The top of the stack would be the pump - last thing in, first thing out. I like to always use new FORD pumps in rebuilds, and I have one, here it is:
and back.. the back also serves as the clutch piston for the intermediate cutch, wierd to my mind. More on assembly....
The front clutch has the input shaft which stabs thru the the hole in the pump and into the TC. Here is the asssembled stack
When installed this space is used to build up the intermediate clutch, it's kind of an odd setup, like I said, as you'll see on assembly.
There are some sealing rings that need special care... this is a new drum so these are factory and primo
The top of the stack is the "mechanical diode" an upgrade that is a critical upgrade.
I get a kick out of that name. For those not electronically inclined a diode is a device which permits current to flow in only one direction.... a valuable trick. But to name a one way clutch as a "mechanical diode"... who'da thunk it?
Under this is the reverse clutch drum. I have tried to highlight the "dog ears" that fit into the input shell. This is a critical wear point.
I'll post a few more pictures to illustrate this
can you make out the wear? Here is a dog ear close up... this is not "terrible" wear, but evident.

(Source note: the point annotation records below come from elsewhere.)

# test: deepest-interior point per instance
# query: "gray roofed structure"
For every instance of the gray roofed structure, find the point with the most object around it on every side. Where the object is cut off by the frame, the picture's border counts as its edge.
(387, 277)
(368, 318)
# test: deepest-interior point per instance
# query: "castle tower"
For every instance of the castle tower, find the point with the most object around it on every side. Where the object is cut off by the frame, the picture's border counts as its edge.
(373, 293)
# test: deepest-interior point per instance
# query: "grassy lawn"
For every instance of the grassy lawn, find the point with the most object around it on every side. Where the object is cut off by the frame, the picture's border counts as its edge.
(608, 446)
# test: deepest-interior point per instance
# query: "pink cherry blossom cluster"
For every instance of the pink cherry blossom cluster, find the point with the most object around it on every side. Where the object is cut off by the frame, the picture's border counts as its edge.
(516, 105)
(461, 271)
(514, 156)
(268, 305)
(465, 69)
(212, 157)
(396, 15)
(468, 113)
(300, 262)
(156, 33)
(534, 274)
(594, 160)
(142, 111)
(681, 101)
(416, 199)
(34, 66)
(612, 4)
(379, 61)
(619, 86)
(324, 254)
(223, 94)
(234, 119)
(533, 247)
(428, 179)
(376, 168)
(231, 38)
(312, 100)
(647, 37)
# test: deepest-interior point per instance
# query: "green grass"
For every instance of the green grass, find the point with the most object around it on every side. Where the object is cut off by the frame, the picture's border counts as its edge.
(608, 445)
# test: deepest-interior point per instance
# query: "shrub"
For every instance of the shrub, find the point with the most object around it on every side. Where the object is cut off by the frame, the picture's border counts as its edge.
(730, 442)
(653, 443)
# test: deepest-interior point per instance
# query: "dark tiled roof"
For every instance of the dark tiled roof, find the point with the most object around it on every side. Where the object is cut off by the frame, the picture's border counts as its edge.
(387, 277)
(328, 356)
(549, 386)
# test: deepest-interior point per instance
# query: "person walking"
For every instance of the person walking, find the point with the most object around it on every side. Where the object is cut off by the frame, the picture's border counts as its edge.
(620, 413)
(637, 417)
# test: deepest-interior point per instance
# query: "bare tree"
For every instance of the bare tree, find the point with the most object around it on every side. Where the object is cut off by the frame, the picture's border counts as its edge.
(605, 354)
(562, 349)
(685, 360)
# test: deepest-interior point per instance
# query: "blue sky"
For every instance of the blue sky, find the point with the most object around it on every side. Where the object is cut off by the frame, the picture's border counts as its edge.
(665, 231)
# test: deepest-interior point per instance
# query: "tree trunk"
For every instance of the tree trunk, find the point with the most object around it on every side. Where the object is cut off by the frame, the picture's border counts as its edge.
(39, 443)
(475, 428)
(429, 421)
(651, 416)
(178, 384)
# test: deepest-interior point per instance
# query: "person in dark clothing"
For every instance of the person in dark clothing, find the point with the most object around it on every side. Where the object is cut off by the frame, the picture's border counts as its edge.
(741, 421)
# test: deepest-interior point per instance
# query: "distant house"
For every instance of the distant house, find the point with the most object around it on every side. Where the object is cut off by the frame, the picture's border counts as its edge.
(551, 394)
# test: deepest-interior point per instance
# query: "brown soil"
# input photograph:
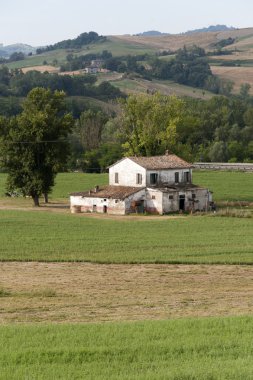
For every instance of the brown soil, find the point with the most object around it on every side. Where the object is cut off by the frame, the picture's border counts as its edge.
(82, 292)
(42, 69)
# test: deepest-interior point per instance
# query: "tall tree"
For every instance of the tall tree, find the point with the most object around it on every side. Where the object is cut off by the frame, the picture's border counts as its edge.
(90, 127)
(149, 123)
(34, 144)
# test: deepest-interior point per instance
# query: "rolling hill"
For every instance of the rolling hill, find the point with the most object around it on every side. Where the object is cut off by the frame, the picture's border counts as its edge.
(231, 54)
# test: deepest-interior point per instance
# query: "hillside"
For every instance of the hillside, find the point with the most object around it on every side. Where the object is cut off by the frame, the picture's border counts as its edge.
(230, 55)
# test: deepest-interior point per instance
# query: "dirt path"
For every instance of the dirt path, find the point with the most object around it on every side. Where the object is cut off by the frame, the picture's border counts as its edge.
(82, 292)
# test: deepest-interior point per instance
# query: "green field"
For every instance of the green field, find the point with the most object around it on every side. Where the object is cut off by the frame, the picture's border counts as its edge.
(116, 46)
(47, 236)
(226, 186)
(186, 349)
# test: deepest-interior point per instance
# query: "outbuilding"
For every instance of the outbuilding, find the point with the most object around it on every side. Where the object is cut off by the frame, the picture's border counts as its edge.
(158, 184)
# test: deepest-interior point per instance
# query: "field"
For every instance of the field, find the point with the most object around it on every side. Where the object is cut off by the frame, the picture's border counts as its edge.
(130, 86)
(84, 292)
(102, 297)
(50, 236)
(226, 185)
(238, 75)
(179, 349)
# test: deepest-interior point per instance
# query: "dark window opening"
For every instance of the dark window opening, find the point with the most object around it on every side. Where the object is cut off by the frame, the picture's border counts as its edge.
(153, 178)
(187, 177)
(181, 202)
(138, 179)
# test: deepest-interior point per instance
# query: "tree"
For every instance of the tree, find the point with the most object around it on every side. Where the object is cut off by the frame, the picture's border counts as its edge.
(91, 125)
(149, 123)
(34, 144)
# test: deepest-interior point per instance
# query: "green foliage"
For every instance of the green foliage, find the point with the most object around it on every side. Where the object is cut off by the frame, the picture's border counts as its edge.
(34, 145)
(201, 348)
(97, 160)
(67, 237)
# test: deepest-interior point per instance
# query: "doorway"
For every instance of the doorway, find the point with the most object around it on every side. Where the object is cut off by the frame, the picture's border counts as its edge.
(181, 202)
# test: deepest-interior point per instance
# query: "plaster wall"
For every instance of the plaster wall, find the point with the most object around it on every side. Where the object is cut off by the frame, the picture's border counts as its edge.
(127, 174)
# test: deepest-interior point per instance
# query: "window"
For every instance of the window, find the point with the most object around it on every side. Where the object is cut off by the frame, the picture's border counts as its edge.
(187, 177)
(138, 179)
(153, 178)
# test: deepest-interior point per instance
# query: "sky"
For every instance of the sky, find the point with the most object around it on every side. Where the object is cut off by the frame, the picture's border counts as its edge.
(44, 22)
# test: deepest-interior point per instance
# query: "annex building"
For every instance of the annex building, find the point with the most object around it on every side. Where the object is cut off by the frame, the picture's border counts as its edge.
(158, 185)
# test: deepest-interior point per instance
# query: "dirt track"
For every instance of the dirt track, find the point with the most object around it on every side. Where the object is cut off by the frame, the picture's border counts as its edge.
(82, 292)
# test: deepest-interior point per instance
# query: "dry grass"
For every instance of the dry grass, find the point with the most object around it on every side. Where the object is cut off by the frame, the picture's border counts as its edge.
(238, 75)
(204, 40)
(81, 292)
(42, 69)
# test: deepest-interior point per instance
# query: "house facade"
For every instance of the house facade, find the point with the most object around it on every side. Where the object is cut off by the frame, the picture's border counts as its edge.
(159, 185)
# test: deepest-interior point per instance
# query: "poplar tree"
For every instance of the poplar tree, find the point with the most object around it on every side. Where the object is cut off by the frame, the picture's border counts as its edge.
(35, 144)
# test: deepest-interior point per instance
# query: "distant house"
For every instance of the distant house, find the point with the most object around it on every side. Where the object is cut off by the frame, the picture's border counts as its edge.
(91, 70)
(159, 185)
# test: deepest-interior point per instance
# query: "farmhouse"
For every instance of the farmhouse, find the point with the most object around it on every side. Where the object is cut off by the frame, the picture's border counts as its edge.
(159, 185)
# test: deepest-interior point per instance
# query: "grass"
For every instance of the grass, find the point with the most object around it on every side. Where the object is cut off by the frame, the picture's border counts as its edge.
(226, 185)
(45, 236)
(186, 349)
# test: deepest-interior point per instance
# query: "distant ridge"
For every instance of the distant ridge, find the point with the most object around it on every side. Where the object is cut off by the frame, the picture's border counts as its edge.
(151, 33)
(6, 51)
(211, 28)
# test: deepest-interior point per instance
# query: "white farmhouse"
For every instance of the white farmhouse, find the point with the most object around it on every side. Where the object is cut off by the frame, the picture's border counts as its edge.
(159, 185)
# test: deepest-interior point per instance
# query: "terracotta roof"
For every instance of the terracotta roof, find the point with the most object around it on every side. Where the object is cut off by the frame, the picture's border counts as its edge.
(177, 187)
(168, 161)
(114, 192)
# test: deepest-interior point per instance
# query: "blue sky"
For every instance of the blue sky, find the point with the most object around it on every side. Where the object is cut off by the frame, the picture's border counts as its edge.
(48, 21)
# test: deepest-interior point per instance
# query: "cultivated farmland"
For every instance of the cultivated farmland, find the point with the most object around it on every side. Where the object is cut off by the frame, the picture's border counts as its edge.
(174, 349)
(62, 276)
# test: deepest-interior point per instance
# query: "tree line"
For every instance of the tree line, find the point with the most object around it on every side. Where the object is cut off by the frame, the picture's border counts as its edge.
(44, 138)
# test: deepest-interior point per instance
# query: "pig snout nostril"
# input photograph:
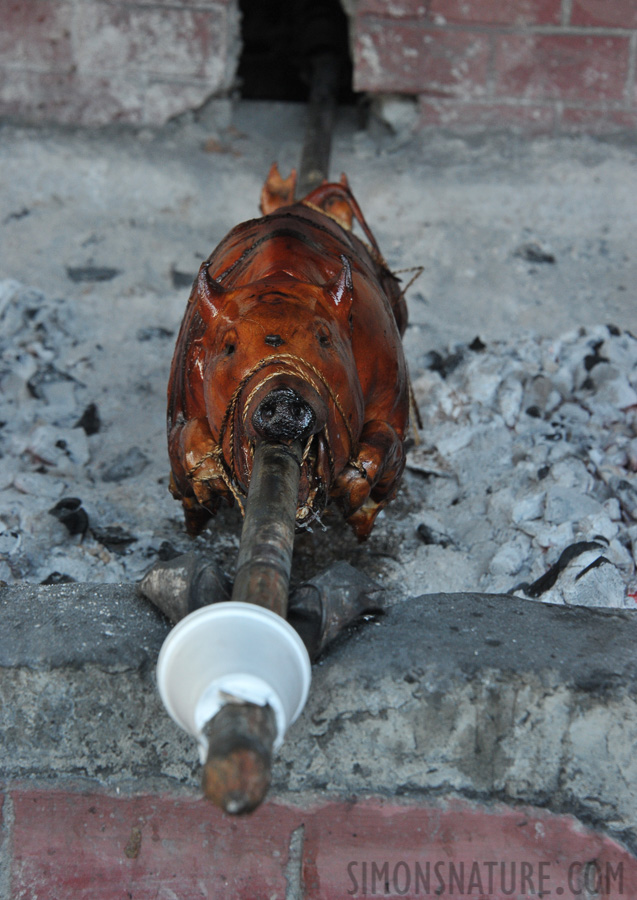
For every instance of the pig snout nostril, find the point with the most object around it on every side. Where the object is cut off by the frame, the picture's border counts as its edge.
(284, 416)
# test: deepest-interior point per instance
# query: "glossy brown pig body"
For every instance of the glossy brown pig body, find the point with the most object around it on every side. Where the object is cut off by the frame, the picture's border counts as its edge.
(292, 332)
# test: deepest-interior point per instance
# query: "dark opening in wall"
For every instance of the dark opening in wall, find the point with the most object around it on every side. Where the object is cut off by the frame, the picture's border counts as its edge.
(279, 39)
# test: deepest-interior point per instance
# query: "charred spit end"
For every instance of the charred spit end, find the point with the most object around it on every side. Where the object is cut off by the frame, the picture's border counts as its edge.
(283, 415)
(236, 775)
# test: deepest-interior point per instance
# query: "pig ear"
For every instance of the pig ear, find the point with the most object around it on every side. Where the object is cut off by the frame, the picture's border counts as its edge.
(211, 294)
(341, 288)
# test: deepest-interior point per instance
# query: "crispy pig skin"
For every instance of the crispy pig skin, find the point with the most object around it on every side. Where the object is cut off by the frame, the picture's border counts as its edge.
(292, 299)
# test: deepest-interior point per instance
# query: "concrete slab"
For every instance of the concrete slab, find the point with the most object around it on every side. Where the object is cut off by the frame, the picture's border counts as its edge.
(470, 695)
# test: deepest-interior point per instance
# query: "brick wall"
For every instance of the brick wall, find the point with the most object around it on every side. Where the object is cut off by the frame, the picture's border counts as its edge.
(94, 62)
(541, 65)
(84, 845)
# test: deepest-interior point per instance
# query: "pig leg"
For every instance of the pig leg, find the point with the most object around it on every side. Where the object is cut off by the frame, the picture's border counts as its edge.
(367, 486)
(197, 479)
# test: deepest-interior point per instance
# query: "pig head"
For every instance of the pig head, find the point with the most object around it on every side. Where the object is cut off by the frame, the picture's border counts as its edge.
(292, 333)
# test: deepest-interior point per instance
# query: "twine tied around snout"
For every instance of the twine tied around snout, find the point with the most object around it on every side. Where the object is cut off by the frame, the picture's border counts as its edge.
(295, 365)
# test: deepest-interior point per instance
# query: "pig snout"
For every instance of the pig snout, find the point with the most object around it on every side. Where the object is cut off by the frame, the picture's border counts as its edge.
(283, 415)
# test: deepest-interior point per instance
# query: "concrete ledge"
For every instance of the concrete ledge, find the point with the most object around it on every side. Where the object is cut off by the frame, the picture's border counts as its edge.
(488, 697)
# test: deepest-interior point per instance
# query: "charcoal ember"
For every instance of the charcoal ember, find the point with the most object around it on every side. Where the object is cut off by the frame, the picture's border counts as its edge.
(58, 578)
(90, 274)
(548, 580)
(154, 332)
(126, 465)
(70, 512)
(534, 253)
(181, 279)
(167, 551)
(113, 537)
(90, 420)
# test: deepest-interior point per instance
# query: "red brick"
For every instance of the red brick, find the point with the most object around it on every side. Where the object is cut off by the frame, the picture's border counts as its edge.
(36, 96)
(95, 847)
(472, 117)
(595, 121)
(605, 13)
(468, 12)
(410, 58)
(561, 67)
(370, 849)
(177, 42)
(36, 34)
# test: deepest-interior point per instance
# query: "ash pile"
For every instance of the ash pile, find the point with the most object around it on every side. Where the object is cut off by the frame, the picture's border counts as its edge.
(530, 456)
(524, 481)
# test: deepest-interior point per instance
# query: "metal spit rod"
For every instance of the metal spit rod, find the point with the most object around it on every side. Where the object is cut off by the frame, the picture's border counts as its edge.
(237, 771)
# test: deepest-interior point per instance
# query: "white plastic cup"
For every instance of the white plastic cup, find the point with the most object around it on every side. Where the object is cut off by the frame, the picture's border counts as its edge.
(232, 651)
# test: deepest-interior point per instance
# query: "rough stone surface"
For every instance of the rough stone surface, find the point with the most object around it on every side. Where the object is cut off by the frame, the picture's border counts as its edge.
(482, 696)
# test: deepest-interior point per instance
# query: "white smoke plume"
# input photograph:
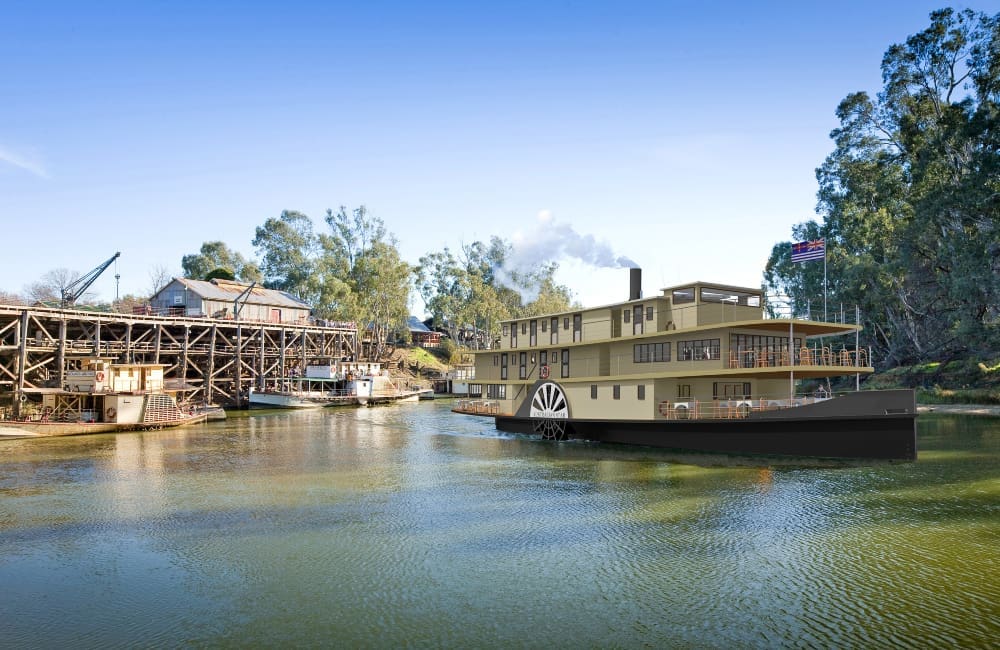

and here is a look at the input (drive) shell where the dog ear engages
With the reverse drum and clutch off, the forward clutch and input shaft can be removed
Not important per se, but sometimes when people wonder why they might suffer low line pressure, it is because a check ball might be stuck open... here is such a check ball in the forward clutch shell..
Next we come to a stub shaft, the "intermediate input shaft" commonly just known as just the "stub shaft". In super high horsepower apps this can snap in half...(yeah!) and there is an aftermarket super hardened one.... pricey. Probably only necessary if you are running 600 HP.
and here it out
Next up.. or down as the case may be, input (drive) shell and sun gear
Under this is kind of the equivalent of a "center support" in the A4/5R series.. it is the "planetary carrier" under it is a ring that engages a roller sprag in the end of the planetary gear assembly
The backside with the ring for the sprag
Here is looking into the back end of the planetary and the roller clutch (sprag)...
Then we can remove the forward clutch sun gear
Might want to pay special attention to these little splines....
and then the planetary, a HUGE beefy thing. Heavy.
this splined end fits into the hub for the direct clutch, making the direct clutch able to hold the planetary carrier stationary (you know what THAT does? right?)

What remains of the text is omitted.